House Minority Leader Nancy Pelosi (D-CA) says her caucus will be broadly united in a fight to protect Medicare and other successful programs from cuts when the committee convenes to reduce deficits by at least $1.2 trillion over 10 years. But neither she nor the people she appoints to that committee will publicly draw bright lines.

“I’m not drawing any lines in the sand because I think it plays into their hand,” Pelosi told a small group of reporters invited to her office on Thursday morning. “When 12 clowns are in a ring and a sane person jumps into the ring he looks like the 13th clown…. It is part of their plan to keep the attention on this, and the debt and the who and the rest and I’m simply not going to do it.”

Far from suggesting that the Democrats she appoints on the committee will keep a wide-open mind to cutting benefits for seniors, she emphasized that her caucus is broadly unified against such measures.
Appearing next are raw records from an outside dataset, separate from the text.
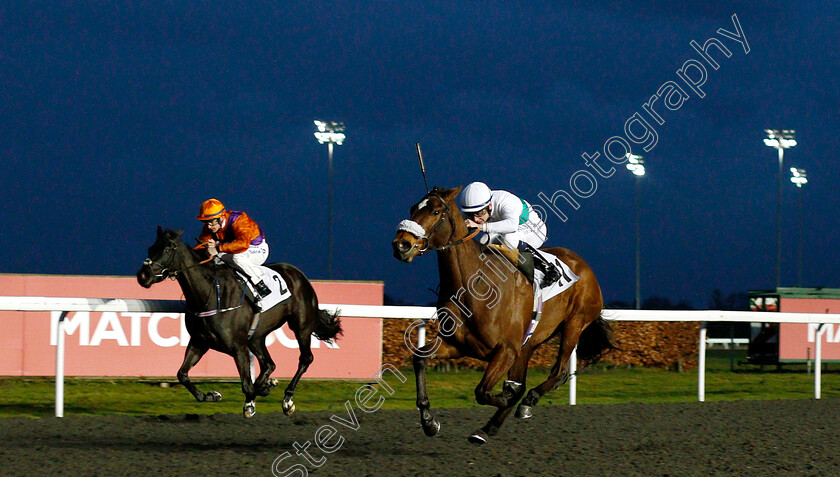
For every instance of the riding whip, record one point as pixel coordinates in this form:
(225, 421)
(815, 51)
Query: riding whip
(422, 166)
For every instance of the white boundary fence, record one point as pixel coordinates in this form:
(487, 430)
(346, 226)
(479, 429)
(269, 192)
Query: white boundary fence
(65, 305)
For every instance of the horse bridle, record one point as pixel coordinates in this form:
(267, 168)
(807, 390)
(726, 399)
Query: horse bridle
(415, 229)
(164, 271)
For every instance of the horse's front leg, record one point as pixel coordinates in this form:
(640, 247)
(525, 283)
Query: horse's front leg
(262, 385)
(191, 357)
(305, 359)
(440, 349)
(243, 366)
(512, 390)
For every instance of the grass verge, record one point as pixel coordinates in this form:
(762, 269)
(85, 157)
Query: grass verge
(35, 397)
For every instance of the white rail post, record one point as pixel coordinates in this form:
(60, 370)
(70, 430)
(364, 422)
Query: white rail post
(701, 365)
(573, 377)
(59, 365)
(421, 335)
(818, 361)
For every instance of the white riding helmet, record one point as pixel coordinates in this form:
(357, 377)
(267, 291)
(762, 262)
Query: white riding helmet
(475, 197)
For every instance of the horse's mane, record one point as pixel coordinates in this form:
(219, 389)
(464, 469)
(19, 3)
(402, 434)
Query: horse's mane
(170, 234)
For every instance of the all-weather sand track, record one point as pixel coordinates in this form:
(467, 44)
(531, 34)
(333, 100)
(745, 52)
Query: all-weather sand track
(719, 438)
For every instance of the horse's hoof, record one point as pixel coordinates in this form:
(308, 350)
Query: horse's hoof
(288, 407)
(478, 438)
(524, 412)
(432, 428)
(249, 410)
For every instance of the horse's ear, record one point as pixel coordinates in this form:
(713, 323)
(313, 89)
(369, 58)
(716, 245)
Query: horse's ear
(451, 194)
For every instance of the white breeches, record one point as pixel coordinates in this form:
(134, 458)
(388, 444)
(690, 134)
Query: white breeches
(534, 234)
(249, 260)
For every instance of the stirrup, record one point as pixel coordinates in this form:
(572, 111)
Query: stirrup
(262, 289)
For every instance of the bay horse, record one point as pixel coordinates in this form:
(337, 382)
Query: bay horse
(484, 313)
(210, 287)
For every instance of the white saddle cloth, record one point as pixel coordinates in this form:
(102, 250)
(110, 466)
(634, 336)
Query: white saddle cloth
(279, 290)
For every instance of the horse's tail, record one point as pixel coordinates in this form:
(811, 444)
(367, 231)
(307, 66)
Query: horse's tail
(595, 340)
(327, 326)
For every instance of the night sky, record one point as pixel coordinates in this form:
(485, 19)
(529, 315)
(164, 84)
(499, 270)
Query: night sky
(119, 118)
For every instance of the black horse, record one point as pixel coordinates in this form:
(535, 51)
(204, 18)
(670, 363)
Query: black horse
(214, 290)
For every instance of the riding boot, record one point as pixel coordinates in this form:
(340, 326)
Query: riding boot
(550, 272)
(262, 289)
(523, 260)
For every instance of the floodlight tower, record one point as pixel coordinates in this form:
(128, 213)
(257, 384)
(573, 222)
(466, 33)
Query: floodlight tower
(800, 178)
(636, 165)
(331, 133)
(779, 139)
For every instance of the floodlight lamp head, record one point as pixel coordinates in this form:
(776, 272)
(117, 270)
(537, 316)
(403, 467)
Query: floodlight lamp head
(799, 176)
(636, 169)
(634, 159)
(330, 132)
(780, 138)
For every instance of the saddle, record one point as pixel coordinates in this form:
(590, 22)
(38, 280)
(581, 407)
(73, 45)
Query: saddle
(274, 281)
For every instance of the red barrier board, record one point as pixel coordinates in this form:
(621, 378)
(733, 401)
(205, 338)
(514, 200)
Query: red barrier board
(797, 341)
(153, 344)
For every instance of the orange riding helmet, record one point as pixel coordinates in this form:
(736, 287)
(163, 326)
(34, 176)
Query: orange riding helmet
(211, 209)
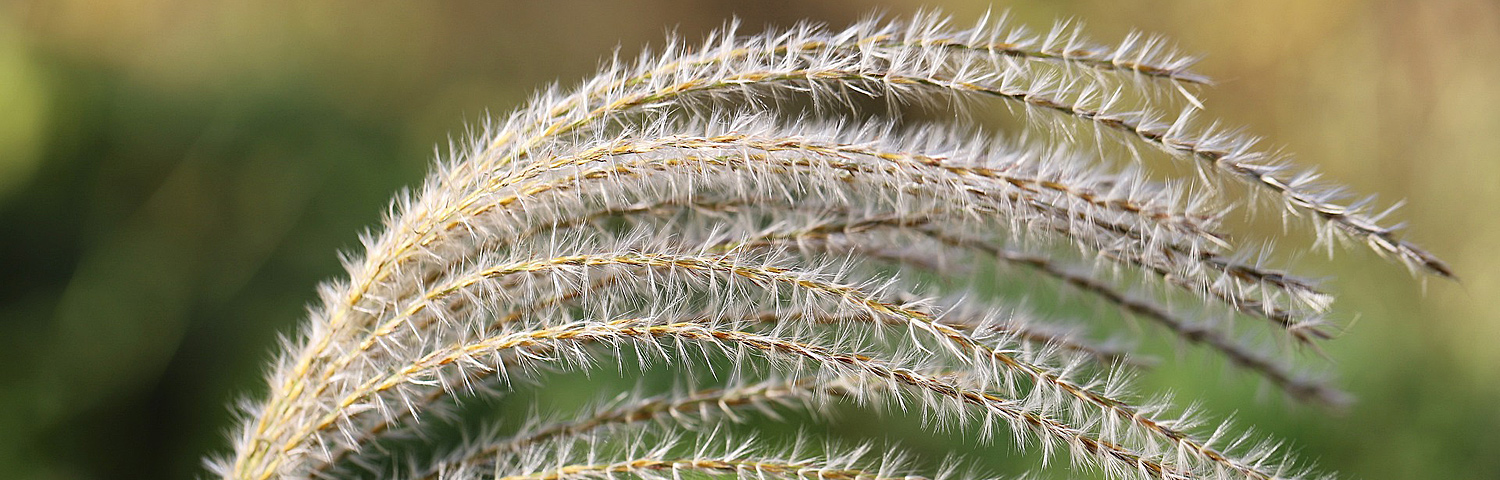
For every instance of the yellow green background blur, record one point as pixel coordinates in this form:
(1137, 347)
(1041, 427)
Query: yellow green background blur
(177, 174)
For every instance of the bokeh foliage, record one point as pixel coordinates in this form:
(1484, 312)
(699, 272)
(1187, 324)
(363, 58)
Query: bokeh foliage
(176, 177)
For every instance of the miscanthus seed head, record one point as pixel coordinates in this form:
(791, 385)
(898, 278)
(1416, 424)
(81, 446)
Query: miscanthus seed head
(728, 210)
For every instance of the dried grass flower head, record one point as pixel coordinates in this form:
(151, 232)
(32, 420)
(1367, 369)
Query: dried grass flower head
(767, 219)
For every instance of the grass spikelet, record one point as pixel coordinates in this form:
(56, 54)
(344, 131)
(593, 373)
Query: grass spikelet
(672, 215)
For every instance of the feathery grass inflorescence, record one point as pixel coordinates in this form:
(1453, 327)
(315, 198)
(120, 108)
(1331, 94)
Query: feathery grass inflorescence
(720, 213)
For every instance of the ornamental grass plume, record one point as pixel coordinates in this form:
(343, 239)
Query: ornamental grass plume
(771, 219)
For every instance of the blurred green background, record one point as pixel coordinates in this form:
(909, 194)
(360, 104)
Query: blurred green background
(177, 174)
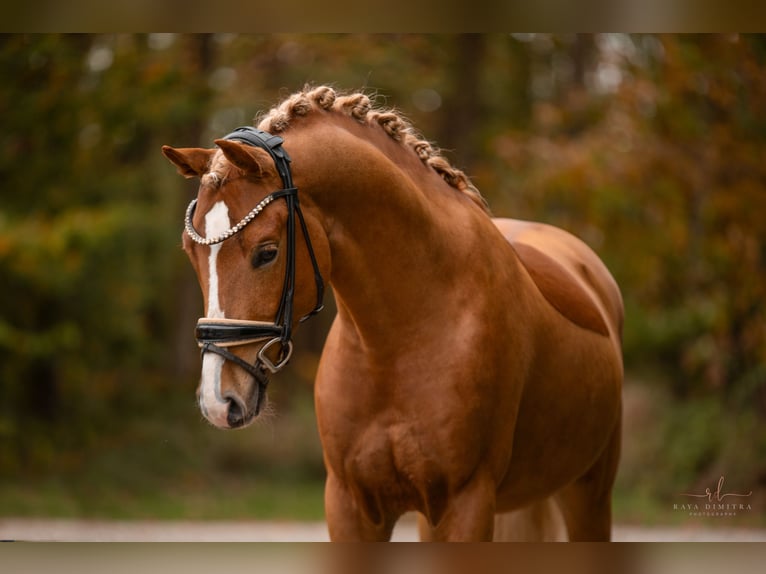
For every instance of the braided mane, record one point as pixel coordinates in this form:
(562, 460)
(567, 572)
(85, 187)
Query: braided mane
(360, 107)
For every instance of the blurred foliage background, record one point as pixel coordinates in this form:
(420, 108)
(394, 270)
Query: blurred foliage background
(651, 148)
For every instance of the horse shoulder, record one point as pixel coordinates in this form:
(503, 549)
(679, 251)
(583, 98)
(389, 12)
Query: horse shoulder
(568, 274)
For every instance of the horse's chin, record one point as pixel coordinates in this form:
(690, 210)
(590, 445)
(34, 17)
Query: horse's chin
(239, 410)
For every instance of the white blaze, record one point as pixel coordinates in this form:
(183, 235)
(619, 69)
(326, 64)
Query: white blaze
(212, 404)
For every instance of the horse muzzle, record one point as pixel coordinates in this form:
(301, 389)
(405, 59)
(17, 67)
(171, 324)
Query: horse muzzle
(217, 336)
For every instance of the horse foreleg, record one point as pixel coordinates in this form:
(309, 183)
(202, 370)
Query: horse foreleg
(586, 504)
(345, 520)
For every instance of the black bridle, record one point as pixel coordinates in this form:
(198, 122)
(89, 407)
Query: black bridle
(215, 335)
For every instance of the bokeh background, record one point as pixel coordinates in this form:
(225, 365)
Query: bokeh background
(649, 147)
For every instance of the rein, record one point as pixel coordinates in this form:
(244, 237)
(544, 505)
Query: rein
(215, 335)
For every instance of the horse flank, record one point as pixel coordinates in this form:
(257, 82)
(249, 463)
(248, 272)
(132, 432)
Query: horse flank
(360, 107)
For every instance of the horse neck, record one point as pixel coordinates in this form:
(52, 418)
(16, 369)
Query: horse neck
(401, 239)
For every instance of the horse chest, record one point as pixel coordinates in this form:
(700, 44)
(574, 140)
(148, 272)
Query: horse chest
(389, 471)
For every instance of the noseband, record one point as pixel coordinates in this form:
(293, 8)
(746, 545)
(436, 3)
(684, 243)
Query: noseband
(215, 335)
But she also said House Democrats on the committee will work toward a solution that’s better than allowing an enforcement mechanism — $500 billion in defense cuts, and domestic spending reductions, including a two percent cut to Medicare providers — to take effect.

“Everybody in our caucus is committed to whatever comes out of that be something that will be better than going to trigger,” she said. “If they’re drawing lines in the sand, let them look like the obstructionist…you won’t see me drawing lines in the sand.”

Pelosi denounced the GOP agenda in the strongest possible terms.

“It’s about destroying public space,” she said. “They’ve used the engine of deficit reduction as an excuse to destroy.” But she believes that making loud proclamations about what is and is not permissible to her caucus will simply help Republicans achieve their goal of keeping the issue of deficits — and thus an attack on key federal programs — at the top of the public agenda.

In other words, even if Republicans insist loudly and repeatedly from the outset that they’ll vote against a final deficit package if it has a penny in new revenue, Democrats won’t play the same game. That doesn’t mean they won’t block benefit cuts to programs like Medicare, Medicaid, and Social Security, but, at the very least, they won’t publicly dig in against them.